ぴったぴたのジーンズ、ヨガパンツ、レギンスを身につけた患者さんが多い。というか、昨今は股下に余裕のあるズボンをはいている女性のほうがマイノリティー。
「yeast infection (カンジダ膣炎の俗称)になっちゃったんです!」、と言って来院する患者さんの10人中9人は、ぴたぴた服である。そして、そのぴたぴた服の下には、下着はなにもないか、あっても thong (Tバック)であることがほとんどである。ノーパンやTバックが選ばれるのは、「パンツの線が外から見えるとかっこ悪い」からであるが、おかげで物言わぬ外陰部たちは偉い目にあっている。
明らかなカンジダ膣炎もそこそこあるが、こういった服や下着の素材や擦れなどの物理的刺激による炎症が不快症状の根本にあると私は見ている。

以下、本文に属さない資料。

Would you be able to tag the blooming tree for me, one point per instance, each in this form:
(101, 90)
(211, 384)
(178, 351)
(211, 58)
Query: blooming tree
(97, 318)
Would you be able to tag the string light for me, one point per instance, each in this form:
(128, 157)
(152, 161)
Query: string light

この格好で、歩くだけでなく、長時間座って授業を受けたり、走ったり、スピニング(自転車こぎ)して汗をかいたりしているのだから、外陰部に異変が起きない方がむしろ不思議だ。
そして、痒みや発赤やおりものが出ようものなら、患者さんは普段にも増して石鹸やボディーウォッシュで1日何回もせっせと洗ったり、ワイプでふいたり、香料付パンティーライナーを使ったりするから、異変はますますひどくなる。
「よかれ」と思って患者さんが行っている生活習慣と逆のことを私が提案したところで、患者さんはきょとんとしている。膣の常在細菌叢を維持するためには洗い過ぎは禁物である、といういわば「less is more」の概念もなかなか飲み込んでもらえない。
何度か同じ痛い目にあって、やっと私が言っていたことのの意味が分かった、という学生も少なくない。
あまりに同じような患者さんが続くので、私としては、学生を集めて集中講義をしたいと思うほどである。